Ein dickleibiger Roman – oder doch eine Biographie? – ist da entstanden. Beginnend mit den Kindheitstraumata der leiblichen Mutter Maria Annuziata von Neapel-Sizilien, der Tochter des Rè Bomba, die früh an einer Lungenkrankheit stirbt; ihren Kindern, den Neffen und der Nichte von Kaiser Franz Joseph, vererbt sie die kränkliche Konstitution. Dann folgt die Geschichte von Kindheit und Jugend – der misstrauische Bub schließt sich erst nach langem Werben seiner Stiefmutter Marie Therese von Portugal an.
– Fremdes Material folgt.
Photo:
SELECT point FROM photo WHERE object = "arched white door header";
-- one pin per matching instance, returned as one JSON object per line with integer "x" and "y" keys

Aber auch als junger Mann, als Offizier, bleibt Franz Ferdinand ein, vorsichtig ausgedrückt, spröder Charakter. Nach dem Tod von Kronprinz Rudolph gilt er als Nachfolger; auf die offizielle Anerkennung dieses Status muss er allerdings noch neun Jahre warten – bis er als geheilt gilt. Da das Verhältnis zwischen Kaiser und Thronfolger von gegenseitiger Antipathie geprägt war, empfand er diese Zeit als Demütigung. Und nicht nur diese Zeit. Als er dann endlich installiert ist, kann er politisch immer noch nichts melden. Seine Ideen über die Einbindung der Slawen ins Reich behält er für sich. Unvostellbar, sich darüber mit dem Kaiser auszutauschen, der von der Vorrangstellung von Deutschen und Ungarn im Vielvölkerstaat überzeugt ist.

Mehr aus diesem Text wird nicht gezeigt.